Fuck me,” she says, snappish this time.

Again, his hands still on her body, though it’s different this time.

Last time, a careful, measured constraint.

This time, anger there, lurking. Always, always lurking.

If she makes him angry enough, will he fuck her and be done with it?

“Letty,” he says sternly. “I said no, earlier.”

“Earlier?”

“You asked me what it would take,” he says. “And I am telling you no. I will not. I will not let you make me into one more thing that destroys you.”

She catches her breath, throat swelling shut, more sob than anything. “Javier”—

“Shh, shh.” He wraps his arms around her, pulling her close from behind so that her own arms are pinned, too. "I know, Letty. It's okay. I know." 

It feels safer this way, her own arms pinned so she can't damage and damage and damage. 

“Okay,” he says finally. His words are so cruelly gentle.

She wants him to push her up against the bathroom wall and fuck her until she screams. She wants to feel again, and Javier can always make her feel.

Though she is feeling now, something not quite the same as when they fuck, softer and more terrifying.

“Come.” He pulls her underwear down slowly, letting her lean on him as she steps out of them.

And then he lifts her into the tub himself, setting her gently amidst the bubbles.

“It’s hot,” she complains in a voice that is not as sharp as she wanted.

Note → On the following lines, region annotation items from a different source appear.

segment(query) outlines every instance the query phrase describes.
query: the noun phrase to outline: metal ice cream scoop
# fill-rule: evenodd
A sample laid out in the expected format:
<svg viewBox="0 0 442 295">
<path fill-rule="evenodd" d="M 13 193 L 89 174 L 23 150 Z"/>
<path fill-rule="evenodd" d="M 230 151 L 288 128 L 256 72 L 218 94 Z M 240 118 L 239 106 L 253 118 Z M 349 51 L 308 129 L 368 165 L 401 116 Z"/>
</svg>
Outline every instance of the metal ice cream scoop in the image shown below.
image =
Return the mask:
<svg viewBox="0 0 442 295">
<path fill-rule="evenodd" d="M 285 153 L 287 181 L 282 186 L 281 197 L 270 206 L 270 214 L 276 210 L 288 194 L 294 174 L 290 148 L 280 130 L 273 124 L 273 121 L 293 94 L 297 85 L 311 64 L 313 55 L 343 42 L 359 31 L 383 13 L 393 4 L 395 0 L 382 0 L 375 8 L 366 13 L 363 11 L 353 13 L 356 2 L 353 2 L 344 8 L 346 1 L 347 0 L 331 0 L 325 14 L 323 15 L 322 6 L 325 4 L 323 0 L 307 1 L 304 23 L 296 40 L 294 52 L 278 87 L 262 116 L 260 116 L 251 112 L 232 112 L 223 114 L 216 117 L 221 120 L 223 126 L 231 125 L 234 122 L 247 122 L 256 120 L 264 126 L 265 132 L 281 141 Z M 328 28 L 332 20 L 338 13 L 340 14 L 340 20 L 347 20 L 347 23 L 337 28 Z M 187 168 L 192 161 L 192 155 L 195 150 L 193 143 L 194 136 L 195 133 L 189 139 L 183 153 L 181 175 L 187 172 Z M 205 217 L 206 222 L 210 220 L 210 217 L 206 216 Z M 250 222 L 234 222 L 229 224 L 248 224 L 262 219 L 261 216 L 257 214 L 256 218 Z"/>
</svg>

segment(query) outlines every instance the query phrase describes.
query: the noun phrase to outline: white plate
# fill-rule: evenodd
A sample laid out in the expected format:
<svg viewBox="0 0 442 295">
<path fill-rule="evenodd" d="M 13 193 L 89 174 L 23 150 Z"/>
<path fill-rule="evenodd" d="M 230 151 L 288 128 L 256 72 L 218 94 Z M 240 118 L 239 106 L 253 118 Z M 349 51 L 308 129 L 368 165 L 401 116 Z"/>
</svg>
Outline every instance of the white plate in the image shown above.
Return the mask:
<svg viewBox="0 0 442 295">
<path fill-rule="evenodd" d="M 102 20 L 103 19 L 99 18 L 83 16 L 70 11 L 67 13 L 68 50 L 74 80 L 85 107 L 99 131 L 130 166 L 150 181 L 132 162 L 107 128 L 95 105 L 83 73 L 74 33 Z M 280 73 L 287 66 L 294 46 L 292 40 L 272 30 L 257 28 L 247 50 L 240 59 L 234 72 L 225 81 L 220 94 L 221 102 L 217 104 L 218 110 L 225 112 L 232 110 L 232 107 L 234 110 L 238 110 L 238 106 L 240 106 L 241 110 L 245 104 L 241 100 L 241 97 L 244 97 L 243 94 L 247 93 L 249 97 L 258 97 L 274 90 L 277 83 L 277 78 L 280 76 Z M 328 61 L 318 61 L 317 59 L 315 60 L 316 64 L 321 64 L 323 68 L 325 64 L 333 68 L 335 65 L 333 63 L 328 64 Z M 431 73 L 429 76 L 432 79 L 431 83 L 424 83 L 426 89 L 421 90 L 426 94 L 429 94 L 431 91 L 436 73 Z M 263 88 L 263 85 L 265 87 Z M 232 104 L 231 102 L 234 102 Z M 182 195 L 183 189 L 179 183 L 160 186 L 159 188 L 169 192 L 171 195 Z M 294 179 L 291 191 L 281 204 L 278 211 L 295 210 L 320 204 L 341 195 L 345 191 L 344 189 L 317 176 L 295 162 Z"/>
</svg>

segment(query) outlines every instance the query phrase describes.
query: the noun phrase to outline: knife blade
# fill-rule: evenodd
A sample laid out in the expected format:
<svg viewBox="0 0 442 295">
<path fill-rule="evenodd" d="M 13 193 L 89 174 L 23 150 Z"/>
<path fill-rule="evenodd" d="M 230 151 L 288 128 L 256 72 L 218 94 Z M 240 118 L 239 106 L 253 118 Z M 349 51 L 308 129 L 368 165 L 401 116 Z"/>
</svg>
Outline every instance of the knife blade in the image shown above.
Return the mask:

It sounds more like a whisper, something so, so lost it is unrecognizable.

“I know,” he says. “But you are cold, Letty. This will help.”

She is cold. Cold all through, through and through to her chest where her heart has turned to stone.

He disrobes quickly, and she takes in the sight of him, of all that he is, and her body heats, just a little.

He nudges her forward, and then climbs in behind her so that she can lean back against his chest, and he wraps his arms around her.

“Javier,” she says. She has so much to tell him, apologies to make for all the ways in which she broke things between them, so much she needs to atone for. But where does she even begin?

“I know,” he says when she does not continue. “I know, Letty.”

She is trembling in his arms again, and she lets her head drop back against his chest, lets the waters and the bubbles nearly cover her.

He strokes hair back from her face.

“I can’t,” she whispers. “I can’t do this alone.”

“Letty,” he tells her softly. “You are not.”